Here are the details from a test failure: 
We create a table with 8 replicas, and end of test, we verify that all the 
replicas are assigned. For that we do a meta scan, which does not see replica 
id 5 (notice that the server value is null): 
{code}
2015-05-15 
09:03:06,982|beaver.machine|INFO|30851|140131703838464|MainThread|tableone,,1431680375568.d3059f4bf8e7a0a07660d7cf01217189.
 column=info:server, timestamp=1431680376535, 
value=ip-172-31-41-12.ec2.internal:16020
2015-05-15 
09:03:06,984|beaver.machine|INFO|30851|140131703838464|MainThread|tableone,,1431680375568.d3059f4bf8e7a0a07660d7cf01217189.
 column=info:server_0001, timestamp=1431680377792, 
value=ip-172-31-41-10.ec2.internal:16020
2015-05-15 
09:03:06,985|beaver.machine|INFO|30851|140131703838464|MainThread|tableone,,1431680375568.d3059f4bf8e7a0a07660d7cf01217189.
 column=info:server_0002, timestamp=1431680376517, 
value=ip-172-31-41-12.ec2.internal:16020
2015-05-15 
09:03:06,987|beaver.machine|INFO|30851|140131703838464|MainThread|tableone,,1431680375568.d3059f4bf8e7a0a07660d7cf01217189.
 column=info:server_0003, timestamp=1431680377792, 
value=ip-172-31-41-10.ec2.internal:16020
2015-05-15 
09:03:06,989|beaver.machine|INFO|30851|140131703838464|MainThread|tableone,,1431680375568.d3059f4bf8e7a0a07660d7cf01217189.
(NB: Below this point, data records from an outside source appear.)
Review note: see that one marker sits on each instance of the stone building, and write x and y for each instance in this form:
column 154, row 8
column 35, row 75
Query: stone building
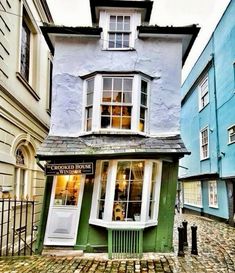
column 114, row 142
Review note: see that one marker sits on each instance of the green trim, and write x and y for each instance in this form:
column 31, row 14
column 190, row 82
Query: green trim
column 44, row 214
column 164, row 237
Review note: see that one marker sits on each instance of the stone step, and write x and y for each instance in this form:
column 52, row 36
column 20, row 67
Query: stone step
column 59, row 251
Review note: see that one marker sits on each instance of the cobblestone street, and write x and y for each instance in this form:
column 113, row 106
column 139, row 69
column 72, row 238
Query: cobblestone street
column 216, row 249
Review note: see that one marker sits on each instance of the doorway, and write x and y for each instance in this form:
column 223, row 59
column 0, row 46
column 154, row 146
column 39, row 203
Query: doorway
column 64, row 211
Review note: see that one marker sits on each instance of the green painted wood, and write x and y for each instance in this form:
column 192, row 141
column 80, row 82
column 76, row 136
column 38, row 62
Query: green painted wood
column 44, row 214
column 165, row 226
column 110, row 243
column 90, row 238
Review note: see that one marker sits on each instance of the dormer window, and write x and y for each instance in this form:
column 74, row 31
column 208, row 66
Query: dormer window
column 119, row 31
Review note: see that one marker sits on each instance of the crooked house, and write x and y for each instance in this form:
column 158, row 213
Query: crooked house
column 111, row 156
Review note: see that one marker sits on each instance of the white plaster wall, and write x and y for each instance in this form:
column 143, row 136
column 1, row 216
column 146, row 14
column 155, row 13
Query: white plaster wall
column 158, row 58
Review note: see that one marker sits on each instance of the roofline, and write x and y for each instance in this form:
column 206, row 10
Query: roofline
column 47, row 10
column 119, row 3
column 204, row 176
column 144, row 155
column 158, row 30
column 73, row 31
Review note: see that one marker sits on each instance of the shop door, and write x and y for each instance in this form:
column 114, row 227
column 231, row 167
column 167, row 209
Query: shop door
column 64, row 211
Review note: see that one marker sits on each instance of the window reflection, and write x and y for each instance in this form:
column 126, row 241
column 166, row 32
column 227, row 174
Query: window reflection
column 128, row 191
column 67, row 190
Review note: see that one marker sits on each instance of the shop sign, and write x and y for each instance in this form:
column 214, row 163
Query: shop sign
column 69, row 168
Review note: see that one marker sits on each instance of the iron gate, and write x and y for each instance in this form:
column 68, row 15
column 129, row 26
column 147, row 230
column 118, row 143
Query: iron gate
column 16, row 226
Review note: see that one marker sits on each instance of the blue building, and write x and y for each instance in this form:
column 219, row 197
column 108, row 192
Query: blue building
column 208, row 126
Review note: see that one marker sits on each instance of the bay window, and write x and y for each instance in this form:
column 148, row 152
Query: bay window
column 116, row 102
column 133, row 188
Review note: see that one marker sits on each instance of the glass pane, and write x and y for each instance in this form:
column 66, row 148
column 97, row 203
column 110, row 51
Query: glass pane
column 112, row 23
column 117, row 84
column 119, row 22
column 143, row 99
column 105, row 117
column 117, row 97
column 101, row 209
column 144, row 87
column 107, row 84
column 127, row 23
column 116, row 110
column 90, row 85
column 116, row 122
column 142, row 113
column 126, row 111
column 88, row 125
column 141, row 125
column 118, row 40
column 107, row 96
column 67, row 190
column 90, row 99
column 127, row 97
column 127, row 84
column 126, row 40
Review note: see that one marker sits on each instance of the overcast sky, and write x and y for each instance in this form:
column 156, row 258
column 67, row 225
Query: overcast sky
column 205, row 13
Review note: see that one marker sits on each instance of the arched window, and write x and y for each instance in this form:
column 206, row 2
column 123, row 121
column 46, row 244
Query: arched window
column 20, row 172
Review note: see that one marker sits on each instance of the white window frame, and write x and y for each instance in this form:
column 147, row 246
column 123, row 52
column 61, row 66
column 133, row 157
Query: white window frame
column 135, row 104
column 212, row 194
column 203, row 93
column 231, row 133
column 107, row 221
column 196, row 193
column 135, row 20
column 204, row 144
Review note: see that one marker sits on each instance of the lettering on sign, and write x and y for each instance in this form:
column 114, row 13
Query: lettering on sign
column 69, row 168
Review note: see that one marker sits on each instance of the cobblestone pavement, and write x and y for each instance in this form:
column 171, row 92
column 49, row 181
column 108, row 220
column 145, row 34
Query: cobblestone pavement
column 216, row 249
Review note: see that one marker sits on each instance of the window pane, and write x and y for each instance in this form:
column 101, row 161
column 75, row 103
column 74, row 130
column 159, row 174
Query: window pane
column 104, row 174
column 105, row 117
column 117, row 84
column 119, row 22
column 128, row 191
column 112, row 23
column 127, row 97
column 107, row 96
column 126, row 123
column 127, row 23
column 116, row 122
column 127, row 84
column 107, row 83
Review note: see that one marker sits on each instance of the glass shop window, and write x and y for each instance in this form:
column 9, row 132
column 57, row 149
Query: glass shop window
column 67, row 190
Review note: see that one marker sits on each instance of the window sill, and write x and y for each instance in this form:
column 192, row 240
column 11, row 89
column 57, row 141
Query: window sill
column 122, row 224
column 27, row 85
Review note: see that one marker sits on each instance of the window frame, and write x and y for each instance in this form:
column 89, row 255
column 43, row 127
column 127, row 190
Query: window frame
column 144, row 220
column 134, row 21
column 203, row 96
column 195, row 192
column 203, row 145
column 135, row 104
column 213, row 195
column 231, row 134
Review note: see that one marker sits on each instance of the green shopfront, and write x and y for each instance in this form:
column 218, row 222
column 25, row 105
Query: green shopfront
column 118, row 203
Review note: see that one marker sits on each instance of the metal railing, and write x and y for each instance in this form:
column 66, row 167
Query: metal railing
column 123, row 244
column 16, row 226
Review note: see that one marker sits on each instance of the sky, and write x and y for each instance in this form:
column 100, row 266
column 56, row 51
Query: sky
column 204, row 13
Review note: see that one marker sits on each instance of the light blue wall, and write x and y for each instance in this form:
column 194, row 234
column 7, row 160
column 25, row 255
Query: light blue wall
column 220, row 53
column 222, row 210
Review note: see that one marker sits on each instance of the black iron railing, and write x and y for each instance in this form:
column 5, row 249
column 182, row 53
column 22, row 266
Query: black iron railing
column 16, row 226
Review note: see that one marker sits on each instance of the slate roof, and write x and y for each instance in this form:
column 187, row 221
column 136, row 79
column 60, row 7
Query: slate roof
column 110, row 145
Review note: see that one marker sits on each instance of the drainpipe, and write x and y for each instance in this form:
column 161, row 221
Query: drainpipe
column 39, row 164
column 218, row 156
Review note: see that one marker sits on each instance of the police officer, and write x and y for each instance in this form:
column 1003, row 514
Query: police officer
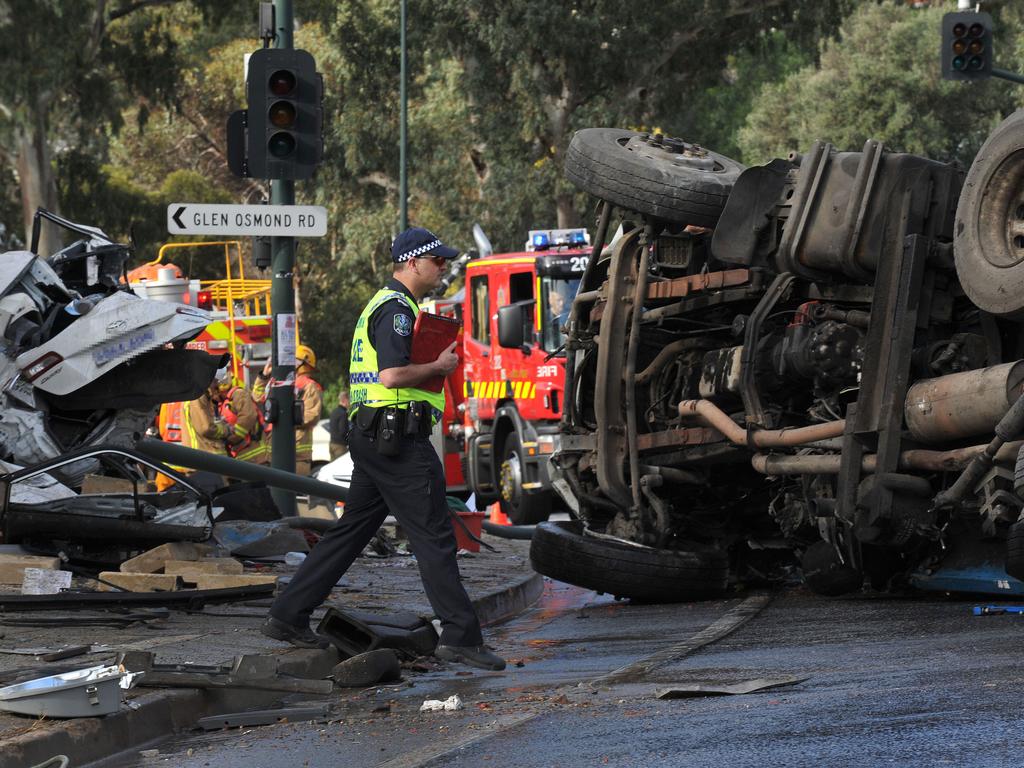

 column=info:server_0004, timestamp=1431680377259, 
value=ip-172-31-41-6.ec2.internal:16020
2015-05-15 
09:03:06,990|beaver.machine|INFO|30851|140131703838464|MainThread|tableone,,1431680375568.d3059f4bf8e7a0a07660d7cf01217189.
 column=info:server_0005, timestamp=1431680375996, value=
2015-05-15 
09:03:06,992|beaver.machine|INFO|30851|140131703838464|MainThread|tableone,,1431680375568.d3059f4bf8e7a0a07660d7cf01217189.
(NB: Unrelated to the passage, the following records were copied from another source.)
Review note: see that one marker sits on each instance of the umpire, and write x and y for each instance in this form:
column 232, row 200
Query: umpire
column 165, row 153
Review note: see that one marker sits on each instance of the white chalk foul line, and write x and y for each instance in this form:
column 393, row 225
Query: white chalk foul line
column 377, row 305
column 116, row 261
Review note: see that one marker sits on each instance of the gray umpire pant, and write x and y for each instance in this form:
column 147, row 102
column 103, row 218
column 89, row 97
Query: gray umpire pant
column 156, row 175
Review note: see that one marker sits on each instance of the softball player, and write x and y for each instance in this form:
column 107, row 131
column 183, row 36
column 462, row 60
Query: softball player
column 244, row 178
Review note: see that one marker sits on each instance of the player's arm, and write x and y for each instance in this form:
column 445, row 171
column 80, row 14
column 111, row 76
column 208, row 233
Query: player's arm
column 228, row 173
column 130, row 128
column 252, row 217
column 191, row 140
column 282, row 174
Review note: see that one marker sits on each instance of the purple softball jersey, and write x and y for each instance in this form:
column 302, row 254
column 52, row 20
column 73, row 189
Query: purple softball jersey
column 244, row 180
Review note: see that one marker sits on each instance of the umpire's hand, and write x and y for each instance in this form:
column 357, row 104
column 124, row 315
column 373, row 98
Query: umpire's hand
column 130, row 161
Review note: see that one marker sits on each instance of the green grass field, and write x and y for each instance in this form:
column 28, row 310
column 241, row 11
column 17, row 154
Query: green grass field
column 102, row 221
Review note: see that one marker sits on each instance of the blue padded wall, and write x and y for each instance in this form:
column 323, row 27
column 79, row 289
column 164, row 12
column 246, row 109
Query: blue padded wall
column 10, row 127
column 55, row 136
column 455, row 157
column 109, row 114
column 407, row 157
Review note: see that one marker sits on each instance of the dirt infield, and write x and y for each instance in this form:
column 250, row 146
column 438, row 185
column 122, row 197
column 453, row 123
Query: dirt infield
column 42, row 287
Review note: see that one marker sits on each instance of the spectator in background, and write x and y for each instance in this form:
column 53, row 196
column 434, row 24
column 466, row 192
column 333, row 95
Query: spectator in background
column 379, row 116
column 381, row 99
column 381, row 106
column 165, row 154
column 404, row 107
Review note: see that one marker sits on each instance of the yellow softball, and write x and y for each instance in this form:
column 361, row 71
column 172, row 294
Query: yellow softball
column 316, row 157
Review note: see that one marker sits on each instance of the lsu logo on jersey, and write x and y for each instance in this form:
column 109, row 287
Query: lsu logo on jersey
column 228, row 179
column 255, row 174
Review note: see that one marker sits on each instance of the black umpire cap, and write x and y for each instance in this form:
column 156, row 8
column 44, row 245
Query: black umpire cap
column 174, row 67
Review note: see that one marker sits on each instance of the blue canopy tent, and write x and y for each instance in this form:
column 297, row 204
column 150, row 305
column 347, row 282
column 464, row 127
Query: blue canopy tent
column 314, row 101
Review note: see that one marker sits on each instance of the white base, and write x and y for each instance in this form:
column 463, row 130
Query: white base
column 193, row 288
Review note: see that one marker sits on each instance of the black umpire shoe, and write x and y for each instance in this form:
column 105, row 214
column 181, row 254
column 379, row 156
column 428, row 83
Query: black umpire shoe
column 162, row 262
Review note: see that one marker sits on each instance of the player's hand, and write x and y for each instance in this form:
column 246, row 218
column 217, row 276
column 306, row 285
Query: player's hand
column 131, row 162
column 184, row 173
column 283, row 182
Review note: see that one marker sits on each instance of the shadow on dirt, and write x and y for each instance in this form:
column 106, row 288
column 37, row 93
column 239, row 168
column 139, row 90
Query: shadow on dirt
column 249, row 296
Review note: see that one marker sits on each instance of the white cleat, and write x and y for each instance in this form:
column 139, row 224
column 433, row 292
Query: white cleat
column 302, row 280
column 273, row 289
 column=info:server_0006, timestamp=1431680376986, 
value=ip-172-31-41-11.ec2.internal:16020
2015-05-15 
09:03:06,994|beaver.machine|INFO|30851|140131703838464|MainThread|tableone,,1431680375568.d3059f4bf8e7a0a07660d7cf01217189.
 column=info:server_0007, timestamp=1431680377359, 
value=ip-172-31-41-7.ec2.internal:16020
{code}

Looking at the master and region server logs, it seems that the region replica 
with name {{tableone,,1431680375568_0005.68af88e9274633ba67b926b142b7ff4c}} is 
indeed assigned, and it actually did write to meta: 
{code}
2015-05-15 08:59:35,473 INFO  [PriorityRpcServer.handler=10,queue=0,port=16020] 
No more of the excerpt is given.